The film samples were subjected to in-vitro dissolution studies using USP Type II dissolution apparatus at 37±2°C and 50rpm speed in 900ml dissolution medium. The different dissolution medium like 0.1N HCl and Simulated saliva were used for the study. Simulated saliva pH 6.8 was prepared by using sodium chloride (8 g/l), potassium phosphate monobasic (0.19g/l), sodium phosphate dibasic (2.38g/l). Film (dimension: 3cm x 2 cm) was submerged into the dissolution media and appropriate aliquots were withdrawn at 1, 2, 3, 4, 5, 7, 10, 15 and 20 minute time intervals. The samples were filtered through what man filter paper and analysed spectrophotometrically at λ max of drug (Model UV-1700 UV-Visible spectrophotometer, Shimadzu, Japan). Sink conditions were maintained throughout the experiment^15,16 [Table 3]. The comparative release profile of various formulations of Sacubitril Sodium was shown in figure 1.

FTIR Studies:

FTIR spectra of pure Sacubitril sodium, HPMC-E5 and physical mixture of polymer with drug [Figures 1-3] were recorded on Agilent FTIR spectrophotometer. The instrument was operated under dry air purge and the scans were collected with resolution of 4cm^-1 over the region 4000-400cm^-1. The scans were evaluated for the presence of principle peaks of drug^{17, 18}. The results were shown in figures 2 -4.

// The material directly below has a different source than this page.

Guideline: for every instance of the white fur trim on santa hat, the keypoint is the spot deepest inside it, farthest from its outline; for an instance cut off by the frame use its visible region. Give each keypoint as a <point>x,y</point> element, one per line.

Differential scanning calorimetry (DSC) study:

Differential Scanning Calorimetry (DSC) can be used to investigate and predict physicochemical interaction between components in a formulation thus helps in selecting suitable chemically compatible excipients. Any interaction would be indicated in the thermogram of a mixture by the appearance of one or more new peaks or the disappearance of one or more peaks corresponding to those of the components. Any polymorphic change in the drug causes changes in the melting point, bioavailability and release kinetics. The DSC thermogram was obtained for pure Sacubitril sodium, HPMC-E5, PEG 400 and their physical mixture [Figures 5-7]. In physical mixture those excipient were added that were expected to be used in the development of formulation. DSC thermograms of Sacubitril Sodium and Sacubitril Sodium containing films (only K3) were recorded on a thermal analyzer (DSC, Q200, and VA 24.2). The samples were heated from 30° to 300°at a heating rate of 10°/min in an inert nitrogen atmosphere. The temperature calibrations were performed periodically using indium as a standard and thermograms obtained were observed for any interaction¹⁹.

RESULTS AND DISCUSSION:

Fast-dissolving films of Sacubitril Sodium were prepared by the solvent casting method on glass molds, using HPMC-E5 as polymer. Propylene glycol was used as a plasticizer and Sorbitol as a sweetener. Distilled water was used as a solvent for HPMC-E5. Tween80 at suitable concentrations in an increasing order along with this polymer concentration was included in some formulations as Tween80 maintains the pH range of oral cavity thus making the drug available for systemic circulation from oral cavity. The effect of the concentration ratio of polymers and nature of polymers was studied by preparing various formulations of fast-dissolving films. In the preparation, the addition of ingredients, particularly propylene glycol and sorbitol was followed after the careful evaluation of films for physical characteristics. In all these formulations, a constant amount of drug (50mg) was maintained. The casting solution (10ml) was poured into 25cm² molds, so that each square centimeter contains approximately 0.8 mg of the drug. Polymers were used in different concentrations and the concentration of other ingredients such as plasticizer and sweetener were kept constant. Fast-dissolving films of Sacubitril Sodium were evaluated for various parameters. In the present study, eight formulations were prepared by varying the polymer concentration.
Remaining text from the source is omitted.